Con los ojos fijos en aquella habitación del segundo (escogida a propósito no solo por su mayor amplitud, sino porque, según le dijo, no le gustaban las alcobas que daban a la plaza, más ruidosas y expuestas que las interiores), y en las cortinas de encaje agitadas por la suave brisa, Elena se imaginaba casada con quien ya se había convertido en su prometido, Mauricio Canales Escamilla, tras una pedida de mano, austera y sin alharaca, en casa del novio: sus padres por parte de ella, y por la de él, doña Melchora, su madre y viuda de Canales, y doña Remedios Escamilla, hermana de doña Melchora y tía de Mauricio, además de don Próculo Calasancio y don Benito Escamilla Pizarro, primo hermano de las hermanas Escamilla, coadjutor del obispo y futuro oficiante de la ceremonia del enlace. El sencillo ágape estaba compuesto de unas pastas de té y unos pastelillos de crema, acompañados de un vino dulce. El regalo hecho a la novia por parte de la madre del novio había consistido en la pulsera que su difunto le regaló a ella por el nacimiento de Mauricio, la misma pulsera que le había entregado a su nuera fallecida (detalle ignorado por la familia Montejano) y que luego había recuperado el viudo con el resto de la herencia de la esposa.

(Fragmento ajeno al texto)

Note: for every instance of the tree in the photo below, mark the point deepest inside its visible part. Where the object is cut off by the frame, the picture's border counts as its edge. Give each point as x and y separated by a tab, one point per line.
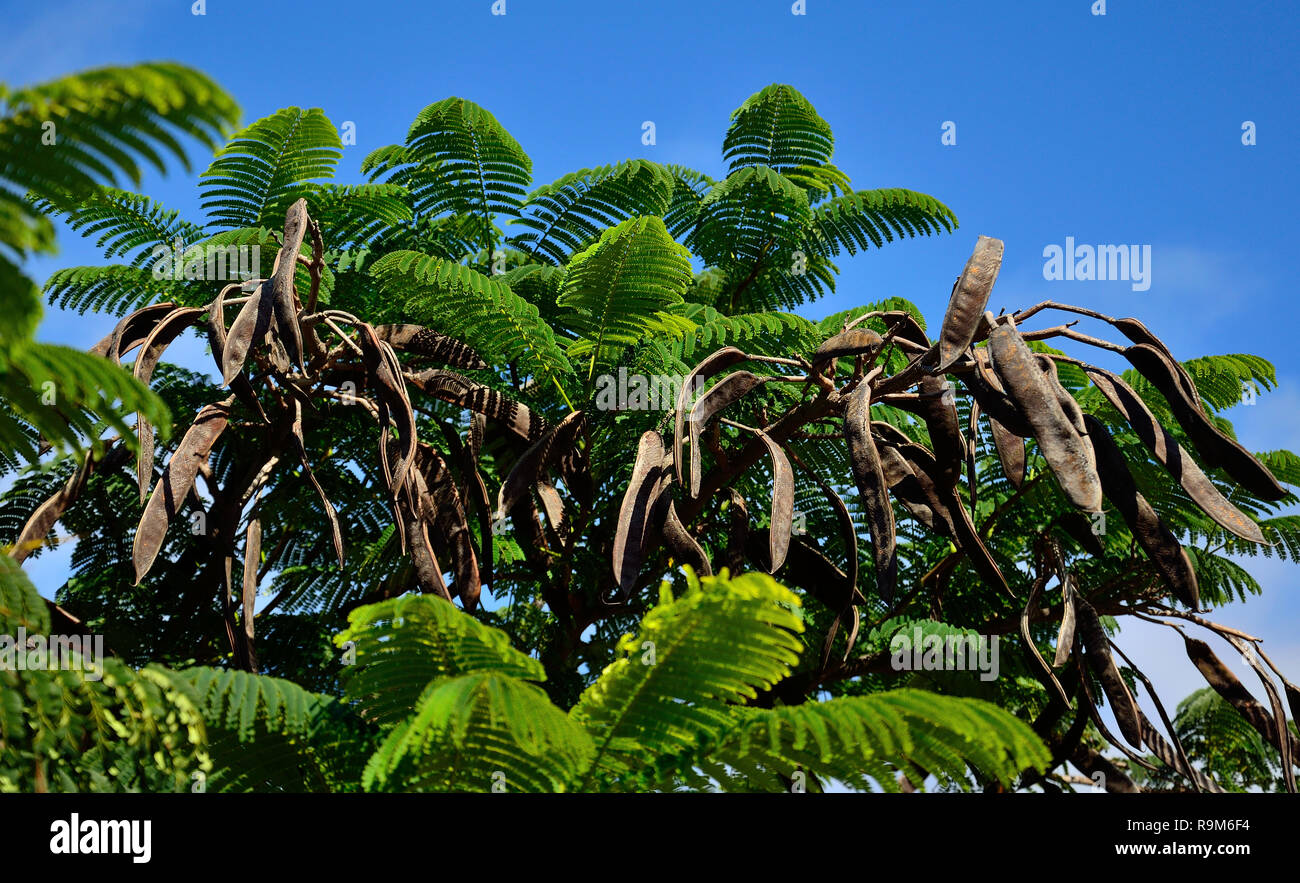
61	142
1087	494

Tenía que reconocer Elena que Mauricio Canales había sido muy cortés con ella, complaciente y agradable al trato, dejándola sorprendida por ello. Habían convenido tutearse, y lo cierto es que le pareció otra persona distinta a la que la tenía acostumbrada como jefe de casa y juez, además de vecino almidonado y distante en su trato habitual.

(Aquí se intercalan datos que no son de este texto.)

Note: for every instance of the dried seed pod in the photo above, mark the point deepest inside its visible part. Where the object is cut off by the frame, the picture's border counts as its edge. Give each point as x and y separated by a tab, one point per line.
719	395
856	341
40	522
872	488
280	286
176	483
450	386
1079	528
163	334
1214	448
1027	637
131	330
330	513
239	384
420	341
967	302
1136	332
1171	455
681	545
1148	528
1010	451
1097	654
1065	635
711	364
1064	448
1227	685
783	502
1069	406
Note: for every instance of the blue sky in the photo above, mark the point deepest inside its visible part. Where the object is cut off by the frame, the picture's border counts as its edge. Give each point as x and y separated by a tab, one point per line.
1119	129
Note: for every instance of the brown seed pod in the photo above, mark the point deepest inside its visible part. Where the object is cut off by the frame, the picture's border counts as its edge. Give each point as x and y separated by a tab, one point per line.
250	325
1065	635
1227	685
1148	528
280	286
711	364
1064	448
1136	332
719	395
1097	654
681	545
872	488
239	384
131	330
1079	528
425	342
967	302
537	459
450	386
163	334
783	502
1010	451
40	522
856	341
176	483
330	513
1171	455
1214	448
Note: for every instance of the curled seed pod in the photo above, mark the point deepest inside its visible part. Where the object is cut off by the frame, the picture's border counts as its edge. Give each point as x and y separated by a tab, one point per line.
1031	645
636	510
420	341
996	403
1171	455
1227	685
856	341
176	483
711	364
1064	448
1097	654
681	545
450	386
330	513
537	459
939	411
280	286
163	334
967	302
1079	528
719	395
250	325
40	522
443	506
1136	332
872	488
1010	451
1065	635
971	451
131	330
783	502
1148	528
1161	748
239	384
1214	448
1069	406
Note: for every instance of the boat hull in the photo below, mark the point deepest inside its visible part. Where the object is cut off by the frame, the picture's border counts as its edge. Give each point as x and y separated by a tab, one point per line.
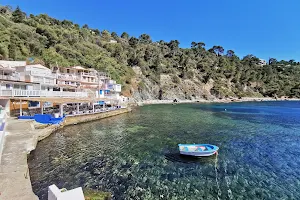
197	154
198	150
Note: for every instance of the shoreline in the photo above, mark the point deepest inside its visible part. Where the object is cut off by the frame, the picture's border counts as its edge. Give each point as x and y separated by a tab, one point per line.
20	139
228	100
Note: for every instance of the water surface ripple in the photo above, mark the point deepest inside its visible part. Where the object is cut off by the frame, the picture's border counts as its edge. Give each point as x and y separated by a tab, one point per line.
135	156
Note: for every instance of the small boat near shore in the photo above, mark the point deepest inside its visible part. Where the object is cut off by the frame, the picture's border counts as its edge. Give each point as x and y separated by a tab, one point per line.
198	150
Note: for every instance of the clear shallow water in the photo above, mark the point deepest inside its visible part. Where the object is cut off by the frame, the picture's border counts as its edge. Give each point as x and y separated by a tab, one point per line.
135	155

Doña Melchora asimismo se había mostrado solícita y afectuosa, y se había ofrecido a acompañarla y asesorarla sobre los gustos de su hijo para que pudiera completar el ajuar y lo necesario para la casa, demasiado tiempo ocupada por un hombre solo y con evidentes carencias del necesario toque femenino. Elena notó que este ofrecimiento no había gustado a su madre, pero a pesar de su rostro constreñido, Marta Ribas no había rechistado en toda la velada, esbozando sonrisas forzadas, sumisa, triste y ausente durante todo el acto de la pedida, dándole vueltas a lo sucedido en la noche anterior como colofón de su abatimiento. Antonio había llegado al filo de la medianoche y, tras inyectarse la morfina, se había acostado. Ella no tardó en hacer lo mismo después de haber recogido la ropa que su marido había dejado tirada según se la iba quitando. Se había desprendido del sostén y ya desnuda, de espaldas a él, cuando iba a ponerse el camisón, Antonio le había dicho que no lo hiciera, que se metiera en la cama así.

—Antonio…, no me apetece.

—A mí sí…, y mucho. Ven aquí.

Sin girarse, había vuelto la cara para descubrir aquellos ojos salaces, mirándola con un deseo primitivo. Hacía mucho tiempo que no la reclamaba.

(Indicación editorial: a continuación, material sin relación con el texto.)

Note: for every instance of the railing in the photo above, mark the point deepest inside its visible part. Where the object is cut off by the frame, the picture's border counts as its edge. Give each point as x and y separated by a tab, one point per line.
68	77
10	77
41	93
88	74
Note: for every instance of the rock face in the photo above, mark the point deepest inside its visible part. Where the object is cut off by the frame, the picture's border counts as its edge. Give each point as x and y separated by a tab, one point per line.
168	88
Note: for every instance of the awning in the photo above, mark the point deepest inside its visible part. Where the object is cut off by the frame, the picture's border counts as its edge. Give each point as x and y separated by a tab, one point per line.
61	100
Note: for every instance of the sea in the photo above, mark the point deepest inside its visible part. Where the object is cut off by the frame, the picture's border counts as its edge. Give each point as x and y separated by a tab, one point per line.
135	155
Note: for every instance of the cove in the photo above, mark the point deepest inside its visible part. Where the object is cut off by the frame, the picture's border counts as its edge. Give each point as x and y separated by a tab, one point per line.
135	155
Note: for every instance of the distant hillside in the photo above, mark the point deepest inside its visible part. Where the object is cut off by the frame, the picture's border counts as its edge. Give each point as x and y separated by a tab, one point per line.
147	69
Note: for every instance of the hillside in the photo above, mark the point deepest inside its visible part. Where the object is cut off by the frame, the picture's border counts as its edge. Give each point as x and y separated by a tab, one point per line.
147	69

—Estoy cansada… —había repetido en un intento de liberarse del anunciado acoso.

—Vuélvete, quiero verte.

Un silencio incómodo se había hecho en la alcoba iluminada solo con una pequeña lámpara que había sobre la mesilla. Marta había mirado la puerta para comprobar que estaba cerrada; tuvo el vívido deseo de salir corriendo y huir, desvanecido en cuanto oyó la voz ronca de Antonio reclamándola.

Se había vuelto despacio, sintiendo vergüenza de su desnudez expuesta, los ojos clavados en el suelo, sin ganas, sintiendo en su mente el rechazo a gritos de aquel deber de esposa.

Antonio no quitaba la vista de sus pechos desnudos. A Marta le pareció un desconocido, despojado del amor que ella le requería y que hacía tiempo se había esfumado entre los efluvios de la zafiedad, el alcohol, el desaliento (agravado últimamente por los efectos de la morfina), que la habían abocado con los años a aborrecer las obligaciones conyugales en la cama.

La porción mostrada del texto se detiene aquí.